Scheduling Jobs
This section is intended to be a basic introduction to using the workload manager for the Wistar managed cluster for high performance computing. Slurm is the workload manager that manages both your jobs and the resources available in the WI-HPC cluster.
Examples of use
Interactive Jobs
A interative job allows for interacting with applications in real time.
[username@wi-hpc-hn1 ~]$ srun --pty /bin/bash
[username@node0xx ~]$ echo "Hello Wistar!"
Hello Wistar!
Batch Jobs
Batch jobs allow for the scripting of job submissions using a SBATCH file.
!#/bin/bash
#SBATCH --job-name=test
echo "Hello Wistar!"
Please see the wi-hpc GitHub Repository that is an evolving resource for the community containing working examples of using Slurm at Wistar. This is an evolving example repo that new users can refer to to begin to get into parallel computing and more adept use of Slurm.
If you are a WI-HPC user and would like to contribute to the documentation or the examples there, to share with the community how you structure your interactions with Slurm, submit a pull request there.
Basic Slurm Terminology
Cluster
A cluster is a collection of compute resources (nodes) under the control of the workload manager (Slurm in our case).
Partition
A partition is a collection of resources (nodes) inside of a cluster. There are defaults, so specifying a partition name is not required but can be specified under special circumstances (e.g. if your jobs can be preempted).
Partition/Queue | QOS | Description |
---|---|---|
defq | general_qos | The default partition/queue |
gpu | general_qos | The GPU partition/queue --partition=gpu |
smq | smq_qos | The "small" queue. --partition=smq Short resource intensive jobs. |
Quality of Service
A “Quality of Service” is another mechanism for jobs to request certain features, scheduling priority, and limits. The attributes of the QOS are combined with the other job features (partition, account, etc.) to achieve specific behavior on the cluster. Notably, this is used for submitting restart jobs.
QOS | Tied To | Max CPUs | Max Memory (RAM) | Max GPUs | Max WallTime |
---|---|---|---|---|---|
general_qos | defq | 400 | 2400 GB | 20 | Unlimited |
smq_qos | smq | 800 | 4800 GB | 32 | 4 Hours |
ext_qos | per user by request | 400 | 2400 GB | 20 | Unlimited |
Wall Time
A wall time is the amount of time allow from job start to end. Wall times will end jobs if they are not finished. If no time is specified, your job will default to 1 hour.

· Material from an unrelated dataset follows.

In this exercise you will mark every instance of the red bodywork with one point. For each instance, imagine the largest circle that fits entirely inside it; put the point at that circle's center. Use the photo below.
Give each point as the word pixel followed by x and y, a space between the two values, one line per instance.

It is best practice to ALWAYS submit jobs with a time #SBATCH --time=D-HH:MM:SS
. This will allow your job to be scheduled and completed faster.
Priority
Priority (the “priority score”) is used to order pending jobs in the queue with jobs having a higher score run before those with a lower score. The priority calculation is based primarily on the historical usage of cluster resources by an account- accounts with high utilization (i.e. lots of jobs and lots of CPUs) have lower priority scores than those accounts with lower usage.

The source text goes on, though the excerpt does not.